Phil Mushnick’s take on the Jimmy Snuka situation

Sep 5, 2015 - by Steve Gerweck

Via the NYPost.com:

Phil Mushnick

Former pro wrestling headliner star Jimmy “Superfly” Snuka this week was indicted for the 1983 murder of his girlfriend in Eastern Pennsylvania. What in 1983 was seen as inevitable by the pro wrestling industry and the few legit journalists who followed it took 32 years.

In the early 1990s, when the abundant sexual, drug-dependent and employee-abuse perversities of Vince McMahon’s WWF — now WWE — began to come at me with a rush, almost all the inside and ex-inside sources spoke or wrote a variation of, “What about the Snuka girlfriend murder in Allentown?” and “What about the cover-up?”

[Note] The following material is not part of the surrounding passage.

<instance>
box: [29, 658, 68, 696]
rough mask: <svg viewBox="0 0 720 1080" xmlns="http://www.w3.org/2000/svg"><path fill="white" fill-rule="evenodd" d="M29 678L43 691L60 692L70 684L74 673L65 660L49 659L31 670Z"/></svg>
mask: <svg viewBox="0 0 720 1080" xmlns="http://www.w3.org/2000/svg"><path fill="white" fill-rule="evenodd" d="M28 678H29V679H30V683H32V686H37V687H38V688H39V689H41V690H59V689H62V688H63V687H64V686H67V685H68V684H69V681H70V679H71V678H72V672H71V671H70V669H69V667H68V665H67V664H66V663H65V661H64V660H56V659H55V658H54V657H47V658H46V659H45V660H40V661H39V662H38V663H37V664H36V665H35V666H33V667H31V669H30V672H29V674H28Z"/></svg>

Apparently, there was a ton of evidence to almost immediately indict Snuka, but then something happened — McMahon rushed to Allentown, Pa., visited with the district attorney, William Platt (now a judge), and then the Snuka case, before it became a case, became a mystery — it suddenly and mysteriously disappeared.

Before the WWE, swollen on steroids, reliant on vulgar skits and a drug-death mill for young men otherwise excessively physically fit, became a cable TV monster and cross-promotional haven for see-no-evil, ask-no-questions populists, Eastern Pennsylvania was a WWF stronghold.

Syndicated TV tapings, for example, were conducted in Allentown. Dr. George Zahorian, who shipped steroids to WWF stars, including Hulk Hogan, and to McMahon himself (you may recall how McMahon, in middle age, suddenly grew shirt-button-busting muscles) was from Hershey, Pa.

The WWF, now WWE, was good to Eastern Pennsylvania. And, perhaps, after Snuka’s 23-year-old girlfriend was found beaten to death — “just an accident; she fell” — Eastern Pennsylvania was good to the WWF. Who knows where this murder indictment, a long time in coming, might take us.